Woher stammt der Begriff Mentor?
Der Begriff Mentor stammt aus der klassischen griechischen Mythologie.
Vor einer langen Reise bat Odysseus seinen Freund Mentor, einen weisen
Lehrer, sich seines Sohnes Telemach anzunehmen. Als Ersatzvater liess
Mentor dem kleinen Jungen bis zur Rückkehr seines Vaters Unterstützung
angedeihen.
Was zeichnet einen guten Mentor aus?
Er besitzt ein reichhaltiges und vielseitiges Wissen aus langjährigen
Erfahrungen. Er ist sich seiner Verantwortung bewusst. Er ist offen und
loyal. Trotz seiner Bereitschaft zu Nähe weiss er seinen Klienten
gegenüber Distanz und Achtung zu wahren. Er berät sie und hilft
ihnen, bindet sie aber nicht an sich, sondern lässt sie in freier
Entscheidung und Eigenverantwortung ihren Weg gehen.

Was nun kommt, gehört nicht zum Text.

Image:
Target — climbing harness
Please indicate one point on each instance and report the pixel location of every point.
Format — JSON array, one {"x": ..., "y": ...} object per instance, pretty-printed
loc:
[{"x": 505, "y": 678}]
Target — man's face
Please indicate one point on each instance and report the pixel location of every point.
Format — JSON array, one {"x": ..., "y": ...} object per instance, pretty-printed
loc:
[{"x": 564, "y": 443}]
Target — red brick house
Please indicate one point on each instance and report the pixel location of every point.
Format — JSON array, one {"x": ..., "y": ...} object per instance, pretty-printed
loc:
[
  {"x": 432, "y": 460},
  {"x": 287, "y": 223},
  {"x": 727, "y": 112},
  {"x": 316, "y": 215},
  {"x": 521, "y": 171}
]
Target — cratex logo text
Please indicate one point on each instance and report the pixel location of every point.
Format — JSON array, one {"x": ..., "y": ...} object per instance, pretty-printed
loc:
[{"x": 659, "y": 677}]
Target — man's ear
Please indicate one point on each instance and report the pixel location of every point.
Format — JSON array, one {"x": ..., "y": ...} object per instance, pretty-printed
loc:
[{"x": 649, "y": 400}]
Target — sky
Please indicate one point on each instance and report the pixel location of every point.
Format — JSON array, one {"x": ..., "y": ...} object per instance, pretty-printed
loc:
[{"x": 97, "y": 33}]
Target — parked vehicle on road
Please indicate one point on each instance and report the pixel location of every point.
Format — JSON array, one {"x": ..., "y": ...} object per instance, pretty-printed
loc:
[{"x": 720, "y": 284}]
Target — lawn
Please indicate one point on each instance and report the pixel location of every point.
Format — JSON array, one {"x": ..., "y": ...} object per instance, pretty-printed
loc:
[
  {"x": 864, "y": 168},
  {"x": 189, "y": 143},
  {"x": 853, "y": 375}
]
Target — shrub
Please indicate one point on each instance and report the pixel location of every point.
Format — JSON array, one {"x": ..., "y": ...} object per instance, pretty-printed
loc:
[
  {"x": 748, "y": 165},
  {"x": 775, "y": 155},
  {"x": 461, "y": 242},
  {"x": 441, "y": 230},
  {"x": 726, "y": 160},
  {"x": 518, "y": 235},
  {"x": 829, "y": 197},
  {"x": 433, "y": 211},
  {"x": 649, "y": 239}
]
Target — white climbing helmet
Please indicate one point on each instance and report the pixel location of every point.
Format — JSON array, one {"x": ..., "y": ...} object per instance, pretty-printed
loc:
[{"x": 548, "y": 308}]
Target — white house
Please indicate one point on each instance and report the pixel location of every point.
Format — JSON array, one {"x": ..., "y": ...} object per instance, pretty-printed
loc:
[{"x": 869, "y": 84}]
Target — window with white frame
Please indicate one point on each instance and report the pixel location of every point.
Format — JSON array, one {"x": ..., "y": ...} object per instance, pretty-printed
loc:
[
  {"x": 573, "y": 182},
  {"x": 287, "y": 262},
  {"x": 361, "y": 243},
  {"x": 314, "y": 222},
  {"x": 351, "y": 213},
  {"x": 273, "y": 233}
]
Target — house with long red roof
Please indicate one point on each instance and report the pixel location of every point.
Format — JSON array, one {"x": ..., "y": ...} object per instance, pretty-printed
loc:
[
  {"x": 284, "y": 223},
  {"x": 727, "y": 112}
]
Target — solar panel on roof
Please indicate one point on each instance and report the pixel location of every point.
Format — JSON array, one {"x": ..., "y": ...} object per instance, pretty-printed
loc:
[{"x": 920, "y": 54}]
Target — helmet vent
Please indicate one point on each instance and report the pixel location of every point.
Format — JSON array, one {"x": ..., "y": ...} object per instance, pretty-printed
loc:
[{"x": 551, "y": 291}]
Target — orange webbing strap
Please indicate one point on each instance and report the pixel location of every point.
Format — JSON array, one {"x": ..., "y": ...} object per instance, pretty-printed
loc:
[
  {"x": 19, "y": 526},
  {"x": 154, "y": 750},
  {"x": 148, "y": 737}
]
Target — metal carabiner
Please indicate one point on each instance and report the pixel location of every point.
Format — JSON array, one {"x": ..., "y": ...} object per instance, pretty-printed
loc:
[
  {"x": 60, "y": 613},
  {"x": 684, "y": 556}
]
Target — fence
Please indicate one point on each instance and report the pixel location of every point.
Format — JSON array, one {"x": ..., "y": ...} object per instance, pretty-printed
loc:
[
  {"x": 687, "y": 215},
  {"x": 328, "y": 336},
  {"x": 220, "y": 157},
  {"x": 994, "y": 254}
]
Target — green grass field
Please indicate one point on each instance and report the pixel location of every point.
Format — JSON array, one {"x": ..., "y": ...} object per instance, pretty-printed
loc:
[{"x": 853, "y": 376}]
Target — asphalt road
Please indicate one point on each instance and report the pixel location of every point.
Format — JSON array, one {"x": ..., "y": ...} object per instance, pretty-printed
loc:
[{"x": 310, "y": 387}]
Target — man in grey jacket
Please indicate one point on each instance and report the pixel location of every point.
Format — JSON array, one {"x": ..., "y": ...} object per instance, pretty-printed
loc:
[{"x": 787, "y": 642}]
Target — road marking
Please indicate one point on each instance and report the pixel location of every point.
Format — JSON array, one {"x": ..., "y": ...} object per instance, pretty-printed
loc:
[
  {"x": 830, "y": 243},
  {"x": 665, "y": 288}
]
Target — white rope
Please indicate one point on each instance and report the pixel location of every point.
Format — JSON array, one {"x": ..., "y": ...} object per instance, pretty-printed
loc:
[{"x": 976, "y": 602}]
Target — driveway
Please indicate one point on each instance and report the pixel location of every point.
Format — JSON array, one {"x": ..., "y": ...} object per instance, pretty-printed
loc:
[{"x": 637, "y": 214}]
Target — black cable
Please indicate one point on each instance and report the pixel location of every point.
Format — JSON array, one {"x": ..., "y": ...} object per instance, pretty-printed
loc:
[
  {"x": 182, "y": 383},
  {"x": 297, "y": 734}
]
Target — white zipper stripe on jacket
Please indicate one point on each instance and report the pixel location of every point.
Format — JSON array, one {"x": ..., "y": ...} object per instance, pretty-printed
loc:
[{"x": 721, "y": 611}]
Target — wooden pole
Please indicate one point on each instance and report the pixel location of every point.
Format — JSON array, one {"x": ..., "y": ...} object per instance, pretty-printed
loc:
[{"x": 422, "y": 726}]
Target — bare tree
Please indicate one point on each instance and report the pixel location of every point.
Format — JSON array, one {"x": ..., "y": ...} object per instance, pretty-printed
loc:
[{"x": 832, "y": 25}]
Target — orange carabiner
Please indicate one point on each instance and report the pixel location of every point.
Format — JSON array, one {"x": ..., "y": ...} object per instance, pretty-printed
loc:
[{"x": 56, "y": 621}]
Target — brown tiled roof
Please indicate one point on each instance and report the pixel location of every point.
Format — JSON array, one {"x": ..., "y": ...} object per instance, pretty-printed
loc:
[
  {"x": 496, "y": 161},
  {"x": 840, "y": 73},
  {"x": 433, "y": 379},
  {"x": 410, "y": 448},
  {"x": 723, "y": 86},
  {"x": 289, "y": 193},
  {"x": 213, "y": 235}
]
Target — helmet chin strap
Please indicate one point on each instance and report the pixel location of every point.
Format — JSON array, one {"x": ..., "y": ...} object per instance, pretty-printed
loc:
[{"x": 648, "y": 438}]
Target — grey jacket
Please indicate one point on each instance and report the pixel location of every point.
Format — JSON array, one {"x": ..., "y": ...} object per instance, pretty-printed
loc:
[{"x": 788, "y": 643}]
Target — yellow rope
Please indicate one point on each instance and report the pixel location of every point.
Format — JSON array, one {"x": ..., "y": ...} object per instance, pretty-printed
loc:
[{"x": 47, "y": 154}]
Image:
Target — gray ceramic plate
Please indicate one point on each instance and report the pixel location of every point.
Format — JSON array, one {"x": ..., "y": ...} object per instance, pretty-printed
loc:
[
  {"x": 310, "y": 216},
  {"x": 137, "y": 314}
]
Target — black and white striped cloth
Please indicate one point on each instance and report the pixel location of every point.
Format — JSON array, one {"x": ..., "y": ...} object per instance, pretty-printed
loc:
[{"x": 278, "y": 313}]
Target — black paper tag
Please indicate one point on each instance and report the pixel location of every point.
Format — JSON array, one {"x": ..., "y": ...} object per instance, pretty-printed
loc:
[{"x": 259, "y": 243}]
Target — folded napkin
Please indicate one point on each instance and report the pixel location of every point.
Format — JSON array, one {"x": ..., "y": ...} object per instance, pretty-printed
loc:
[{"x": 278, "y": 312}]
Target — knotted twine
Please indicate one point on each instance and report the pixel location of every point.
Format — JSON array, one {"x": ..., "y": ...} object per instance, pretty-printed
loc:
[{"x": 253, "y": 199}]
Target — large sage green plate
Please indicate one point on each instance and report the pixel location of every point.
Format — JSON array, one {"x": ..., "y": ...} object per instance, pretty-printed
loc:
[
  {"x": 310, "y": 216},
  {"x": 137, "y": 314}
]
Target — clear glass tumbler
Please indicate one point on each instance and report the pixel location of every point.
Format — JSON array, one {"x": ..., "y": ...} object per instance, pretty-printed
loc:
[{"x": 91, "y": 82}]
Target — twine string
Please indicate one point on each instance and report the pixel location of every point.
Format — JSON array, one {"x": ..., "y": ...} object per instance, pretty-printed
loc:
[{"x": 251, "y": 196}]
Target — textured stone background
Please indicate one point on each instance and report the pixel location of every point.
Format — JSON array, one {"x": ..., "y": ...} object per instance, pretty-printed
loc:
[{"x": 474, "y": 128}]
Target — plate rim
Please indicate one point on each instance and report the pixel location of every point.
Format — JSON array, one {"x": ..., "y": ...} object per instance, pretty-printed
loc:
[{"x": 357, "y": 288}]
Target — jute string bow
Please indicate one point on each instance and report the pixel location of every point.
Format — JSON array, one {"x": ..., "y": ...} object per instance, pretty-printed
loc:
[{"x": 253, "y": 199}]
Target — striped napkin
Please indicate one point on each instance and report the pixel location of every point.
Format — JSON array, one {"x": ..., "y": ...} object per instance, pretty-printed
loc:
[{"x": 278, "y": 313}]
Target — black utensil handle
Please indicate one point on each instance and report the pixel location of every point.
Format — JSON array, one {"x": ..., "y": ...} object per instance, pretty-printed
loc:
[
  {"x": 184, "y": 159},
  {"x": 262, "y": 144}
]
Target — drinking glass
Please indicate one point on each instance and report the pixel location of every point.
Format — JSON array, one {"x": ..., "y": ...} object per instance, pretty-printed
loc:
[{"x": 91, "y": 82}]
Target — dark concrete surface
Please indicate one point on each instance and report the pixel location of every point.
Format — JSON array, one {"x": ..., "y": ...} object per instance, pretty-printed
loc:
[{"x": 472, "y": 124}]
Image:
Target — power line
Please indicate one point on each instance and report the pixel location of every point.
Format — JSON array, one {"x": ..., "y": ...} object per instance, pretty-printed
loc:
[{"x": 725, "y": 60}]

Wie findet man den richtigen Mentor?
Im persönlichen Gespräch finden Sie am besten heraus, wer Ihr
Vertrauen verdient.
Was ist Mentoring?
Förderung. Betreuung. Beratung. Vermittlung. Wahrnehmung. Umsetzung. Über
einen Zeitraum werden Gespräche geführt und gemeinsam Situationen
analysiert und Strategien entwickelt. Die Förderung der Unternehmung,
die Weiterentwicklung der Karriere und der Fähigkeiten sind das
Ziel. Mentoring ist eine persönliche wie auch berufliche Beziehung.
Gegenseitige Achtung und Wohlwollen ist deshalb Voraussetzung für
das gute Gelingen. Nur in der Atmosphäre des Vertrauens kann ein
erspriesslicher Dialog stattfinden. Alle Beteiligten müssen sicher
sein, dass Dinge nicht an Dritte weitergeben und weitererzählt werden.